Diesel price broke record after record. Diesel tomorrow will cost 1.68 euros per liter max. An increase of 37 percent compared to March of last year, when the Corona pandemic began. Our money expert Paul D’Hoore explains why. “OPEC+, the group of oil-exporting countries, does not want to pump more barrels to maximize the return on scarce oil.”




Paul Dehor explains that the phenomenon of rising diesel prices is based on the same basic principle as was the case with rising natural gas prices. “Demand is growing exponentially, supply is not following, so prices are rising.” With regard to diesel, the position of the OPEC + countries, the alliance of 23 oil-producing countries, also plays a role. Last year, when demand was lower, OPEC+ decided to pump ten million barrels per day. If the situation improves again, the oil countries will start pumping again. He adds that they did the latter only on a limited scale. They added half again, but that’s still five million barrels less than it was before the pandemic.

It is clear that with such price increases as the current one under high international pressure, more oil will be pumped again, but OPEC + refuses to do so, claiming that “there is a sacred fear of a fourth wave and then a lot of oil in the “market” The expert calls this an “excuse.” “The truth is, of course, that they want to maximize the return on scarce oil.” Or: they create an artificial scarcity to drive up crude oil prices.

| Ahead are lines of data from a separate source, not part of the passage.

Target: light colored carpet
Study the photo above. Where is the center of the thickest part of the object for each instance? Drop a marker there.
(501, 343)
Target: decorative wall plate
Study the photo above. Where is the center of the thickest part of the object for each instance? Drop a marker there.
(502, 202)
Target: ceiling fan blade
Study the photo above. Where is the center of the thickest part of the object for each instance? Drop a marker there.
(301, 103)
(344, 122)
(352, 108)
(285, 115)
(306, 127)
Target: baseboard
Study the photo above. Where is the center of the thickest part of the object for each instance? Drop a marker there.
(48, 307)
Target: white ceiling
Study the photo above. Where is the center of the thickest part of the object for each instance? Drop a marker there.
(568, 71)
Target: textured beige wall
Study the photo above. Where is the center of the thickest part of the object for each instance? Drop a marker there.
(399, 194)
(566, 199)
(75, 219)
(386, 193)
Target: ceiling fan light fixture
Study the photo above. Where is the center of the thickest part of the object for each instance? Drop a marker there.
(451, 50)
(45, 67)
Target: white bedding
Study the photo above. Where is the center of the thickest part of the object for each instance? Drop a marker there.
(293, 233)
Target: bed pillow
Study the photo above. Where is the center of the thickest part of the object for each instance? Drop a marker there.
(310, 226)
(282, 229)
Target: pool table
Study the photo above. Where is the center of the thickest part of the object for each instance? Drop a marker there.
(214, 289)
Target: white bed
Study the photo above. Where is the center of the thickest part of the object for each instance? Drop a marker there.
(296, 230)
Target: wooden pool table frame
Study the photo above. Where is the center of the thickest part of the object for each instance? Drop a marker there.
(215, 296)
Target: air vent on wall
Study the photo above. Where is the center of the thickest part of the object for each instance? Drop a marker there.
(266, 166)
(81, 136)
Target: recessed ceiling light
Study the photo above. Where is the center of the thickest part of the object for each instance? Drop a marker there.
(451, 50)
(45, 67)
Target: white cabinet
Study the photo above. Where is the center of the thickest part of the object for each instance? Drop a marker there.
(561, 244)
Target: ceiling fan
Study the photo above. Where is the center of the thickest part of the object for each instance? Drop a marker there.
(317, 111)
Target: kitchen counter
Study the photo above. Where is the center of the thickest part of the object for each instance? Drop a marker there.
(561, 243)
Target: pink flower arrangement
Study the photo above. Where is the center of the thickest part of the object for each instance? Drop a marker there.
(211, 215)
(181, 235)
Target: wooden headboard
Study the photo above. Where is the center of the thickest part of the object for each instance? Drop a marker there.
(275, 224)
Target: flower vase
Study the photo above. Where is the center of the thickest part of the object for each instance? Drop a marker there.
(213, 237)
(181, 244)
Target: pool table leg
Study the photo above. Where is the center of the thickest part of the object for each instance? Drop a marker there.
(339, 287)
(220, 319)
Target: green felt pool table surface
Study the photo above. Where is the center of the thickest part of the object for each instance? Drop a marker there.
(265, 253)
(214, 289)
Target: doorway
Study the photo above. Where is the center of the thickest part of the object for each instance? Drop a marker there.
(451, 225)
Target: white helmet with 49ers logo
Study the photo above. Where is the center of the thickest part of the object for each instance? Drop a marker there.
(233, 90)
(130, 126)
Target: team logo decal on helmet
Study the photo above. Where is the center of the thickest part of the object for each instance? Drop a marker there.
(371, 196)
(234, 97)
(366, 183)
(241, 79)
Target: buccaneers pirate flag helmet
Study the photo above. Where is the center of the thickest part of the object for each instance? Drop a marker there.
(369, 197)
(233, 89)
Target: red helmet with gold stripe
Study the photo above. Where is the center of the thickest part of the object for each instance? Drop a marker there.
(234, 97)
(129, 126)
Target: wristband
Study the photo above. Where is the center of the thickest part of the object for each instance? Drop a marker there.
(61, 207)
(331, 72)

See also  Foreign Minister Eva de Bleecker announced the promotion of a laissez-passer ...

According to eons, this situation will continue for a while. “Just as with natural gas prices, we will not see a decrease in the coming weeks. Instead, it will take a few months. But for how long, no one knows today.”

D’Hoore explains that about two-thirds of the high diesel price we pay at the pump goes to the government. The production fee is a good 40 percent. This is a fixed amount.” But we also have to pay a value-added tax of 21 percent and this amount increases proportionally to the increase in the price of a liter.”